Widespread species invasions are resulting in landscapes that support various combinations of non-native and native species, with some areas completely transformed by invaders and others providing spatial refugia for native species. Maintaining native refugia in the face of global change is a key challenge for conserving species diversity in the Anthropocene. Here we examine how spatial dynamics interact with temporal dynamics to influence conservation of native biodiversity and decision-making regarding invasive species management.  We first present a conceptual model about how variation in space can affect invasion dynamics over time, emphasizing how land use and environmental changes – key challenges presenting in the Anthropocene – may affect this framework.  Then we apply this model to a specific case of California serpentine outcrops and invasion by non-native Mediterranean grasses. We use a 31-year dataset of plant composition in which we have observed a series of invasions and subsequent recessions by a non-native annual grass, Bromus hordeaceus.  While these areas are important competitive refugia for native herbaceous species because they have low nutrient, freely draining soils, we ask whether climate change can provide resource pulses that shift competitive hierarchies and allow invasion.

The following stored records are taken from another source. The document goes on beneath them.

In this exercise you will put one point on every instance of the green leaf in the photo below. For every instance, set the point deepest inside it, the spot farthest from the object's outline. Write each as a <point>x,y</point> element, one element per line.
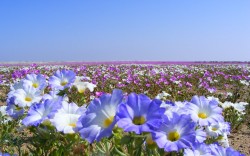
<point>126,139</point>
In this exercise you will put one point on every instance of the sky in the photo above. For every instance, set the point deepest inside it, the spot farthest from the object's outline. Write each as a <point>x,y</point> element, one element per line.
<point>124,30</point>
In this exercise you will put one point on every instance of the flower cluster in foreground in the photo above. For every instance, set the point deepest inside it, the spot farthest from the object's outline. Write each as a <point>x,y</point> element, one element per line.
<point>194,127</point>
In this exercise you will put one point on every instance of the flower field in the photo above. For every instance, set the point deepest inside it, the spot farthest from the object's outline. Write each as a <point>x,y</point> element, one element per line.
<point>124,109</point>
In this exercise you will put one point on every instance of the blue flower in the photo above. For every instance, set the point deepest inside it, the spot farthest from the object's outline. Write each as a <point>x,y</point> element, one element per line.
<point>62,79</point>
<point>36,81</point>
<point>203,111</point>
<point>197,150</point>
<point>100,117</point>
<point>201,136</point>
<point>65,118</point>
<point>140,114</point>
<point>175,133</point>
<point>221,151</point>
<point>12,109</point>
<point>40,112</point>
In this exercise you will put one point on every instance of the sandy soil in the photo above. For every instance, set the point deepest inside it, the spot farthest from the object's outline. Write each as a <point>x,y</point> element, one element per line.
<point>240,140</point>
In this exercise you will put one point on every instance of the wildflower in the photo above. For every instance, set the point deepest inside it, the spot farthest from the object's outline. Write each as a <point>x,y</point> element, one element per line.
<point>175,133</point>
<point>36,81</point>
<point>203,111</point>
<point>100,117</point>
<point>140,114</point>
<point>26,96</point>
<point>217,129</point>
<point>66,117</point>
<point>200,136</point>
<point>62,79</point>
<point>4,114</point>
<point>198,150</point>
<point>12,109</point>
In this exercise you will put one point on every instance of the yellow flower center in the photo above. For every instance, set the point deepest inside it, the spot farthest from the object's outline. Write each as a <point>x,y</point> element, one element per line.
<point>72,125</point>
<point>108,121</point>
<point>149,140</point>
<point>28,99</point>
<point>214,129</point>
<point>35,85</point>
<point>139,120</point>
<point>63,83</point>
<point>202,115</point>
<point>173,136</point>
<point>81,90</point>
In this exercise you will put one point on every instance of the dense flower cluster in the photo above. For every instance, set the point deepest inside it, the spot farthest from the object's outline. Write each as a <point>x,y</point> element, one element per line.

Integrating spatial and temporal dynamics of invasion are essential to develop management strategies for species conservation in the Anthropocene. We find that climate change can influence the extent of spatial refugia for native species and alter how invasions occur over time. In our serpentine grassland case study, population models of Bromus and native forbs indicate that Bromus invasion cycles are driven by climate change, but that the invasions are transient due to periodic dry periods. In contrast, we find that native species populations are primarily driven by the effects of intraspecific density dependence and local disturbance, with muted responses to precipitation. We compare this result with previous findings that anthropogenic nitrogen deposition in serpentine grasslands completely transform the spatial refugia into non-native communities. This highlights that while serpentine grassland are an important spatial refugia for native plant species, different temporal dynamics may alter the degree to which this is true. We conclude by discussing management strategies – including targeted grazing and water manipulations – that may help maintain the conservation value of serpentine refugia in the face of increasing global change.